端到端盲对接和虚拟筛选的归一化蛋白配体距离似然评分

分子对接是基于结构的虚拟筛选中的一项关键任务。最近的进展已经证明了基于扩散的生成模型在盲对接任务中的有效性。然而，这些模型并不固有地估计蛋白质与配体的结合强度，因此不能直接应用于虚拟筛选任务。蛋白质-配体评分函数作为一种快速、近似的计算方法来评估蛋白质与配体之间的结合强度。在这项工作中，我们引入了归一化混合密度网络（NMDN）评分，这是一种基于深度学习（DL）的评分函数，用于学习蛋白质残基和配体原子之间距离的概率密度分布。NMDN评分解决了在现有DL评分功能中观察到的局限性，并在姿势选择和虚拟筛选任务中表现稳健。此外，我们结合了一个相互作用模块来预测实验结合亲和力评分，以充分利用学习到的蛋白质和配体表征。最后，我们提出了一个端到端盲对接和虚拟筛选协议DiffDock-NMDN。对于每个蛋白质配体对，我们使用DiffDock对多个姿态进行采样，然后利用NMDN评分选择最佳结合姿态，并使用评分函数估计结合亲和力。我们的方案在LIT-PCBA数据集上实现了4.96的平均富集因子，证明在粘合剂信息有限的现实药物发现场景中是有效的。这项工作不仅提供了一个强大的基于dl的评分功能，具有优越的姿势选择和虚拟筛选功能，而且还提供了一个盲对接协议和基准，以指导未来评分功能的开发。

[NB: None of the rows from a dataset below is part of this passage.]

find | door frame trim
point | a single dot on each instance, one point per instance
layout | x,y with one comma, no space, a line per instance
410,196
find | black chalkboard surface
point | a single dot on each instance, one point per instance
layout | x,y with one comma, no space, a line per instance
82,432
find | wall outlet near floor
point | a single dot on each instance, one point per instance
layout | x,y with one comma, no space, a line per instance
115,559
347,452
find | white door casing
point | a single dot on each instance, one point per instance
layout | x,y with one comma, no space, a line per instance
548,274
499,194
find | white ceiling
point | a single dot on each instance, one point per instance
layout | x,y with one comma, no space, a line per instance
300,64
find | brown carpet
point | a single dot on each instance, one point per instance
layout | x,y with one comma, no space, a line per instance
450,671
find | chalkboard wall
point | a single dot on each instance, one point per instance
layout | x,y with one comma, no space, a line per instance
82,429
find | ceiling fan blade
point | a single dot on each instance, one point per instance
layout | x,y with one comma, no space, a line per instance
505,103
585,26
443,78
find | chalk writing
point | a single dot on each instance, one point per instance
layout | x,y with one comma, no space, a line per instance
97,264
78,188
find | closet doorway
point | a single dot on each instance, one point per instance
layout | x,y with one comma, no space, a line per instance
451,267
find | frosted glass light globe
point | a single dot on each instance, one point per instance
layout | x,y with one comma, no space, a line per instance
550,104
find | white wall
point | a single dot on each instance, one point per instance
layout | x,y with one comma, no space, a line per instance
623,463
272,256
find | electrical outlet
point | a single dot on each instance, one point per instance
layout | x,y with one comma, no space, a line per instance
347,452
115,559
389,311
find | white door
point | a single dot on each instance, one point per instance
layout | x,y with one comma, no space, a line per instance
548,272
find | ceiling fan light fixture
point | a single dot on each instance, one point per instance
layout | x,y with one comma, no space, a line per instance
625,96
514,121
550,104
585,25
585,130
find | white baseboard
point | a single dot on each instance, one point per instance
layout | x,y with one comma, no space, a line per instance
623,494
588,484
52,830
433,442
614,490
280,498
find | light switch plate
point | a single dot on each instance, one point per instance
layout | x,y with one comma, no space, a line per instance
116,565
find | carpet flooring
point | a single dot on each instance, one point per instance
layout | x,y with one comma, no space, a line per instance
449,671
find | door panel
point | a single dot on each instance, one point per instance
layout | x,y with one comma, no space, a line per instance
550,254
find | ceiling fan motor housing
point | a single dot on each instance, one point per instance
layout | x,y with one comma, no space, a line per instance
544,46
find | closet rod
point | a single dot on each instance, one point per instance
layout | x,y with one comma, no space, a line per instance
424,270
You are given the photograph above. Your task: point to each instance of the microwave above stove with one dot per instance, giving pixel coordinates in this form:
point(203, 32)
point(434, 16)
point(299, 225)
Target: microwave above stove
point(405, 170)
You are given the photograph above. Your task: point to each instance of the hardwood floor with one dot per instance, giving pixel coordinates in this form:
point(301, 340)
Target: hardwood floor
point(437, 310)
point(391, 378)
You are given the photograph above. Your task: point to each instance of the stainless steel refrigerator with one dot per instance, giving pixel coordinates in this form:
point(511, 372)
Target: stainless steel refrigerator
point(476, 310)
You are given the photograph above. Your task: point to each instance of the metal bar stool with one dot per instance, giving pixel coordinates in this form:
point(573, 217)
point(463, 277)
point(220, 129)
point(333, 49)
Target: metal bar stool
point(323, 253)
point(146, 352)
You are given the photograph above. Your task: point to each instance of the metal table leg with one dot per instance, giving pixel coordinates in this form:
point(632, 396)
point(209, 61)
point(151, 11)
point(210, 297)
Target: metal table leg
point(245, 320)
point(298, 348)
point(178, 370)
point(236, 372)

本文章由计算机程序翻译，如有差异，请以英文原文为准。

求助全文

约1分钟内获得全文求助全文

来源期刊

Journal of Chemical Information and Modeling 化学-化学综合

CiteScore

9.80

自引率

10.70%

发文量

529

审稿时长

1.4 months

期刊介绍： The Journal of Chemical Information and Modeling publishes papers reporting new methodology and/or important applications in the fields of chemical informatics and molecular modeling. Specific topics include the representation and computer-based searching of chemical databases, molecular modeling, computer-aided molecular design of new materials, catalysts, or ligands, development of new computational methods or efficient algorithms for chemical software, and biopharmaceutical chemistry including analyses of biological activity and other issues related to drug discovery. Astute chemists, computer scientists, and information specialists look to this monthly’s insightful research studies, programming innovations, and software reviews to keep current with advances in this integral, multidisciplinary field. As a subscriber you’ll stay abreast of database search systems, use of graph theory in chemical problems, substructure search systems, pattern recognition and clustering, analysis of chemical and physical data, molecular modeling, graphics and natural language interfaces, bibliometric and citation analysis, and synthesis design and reactions databases.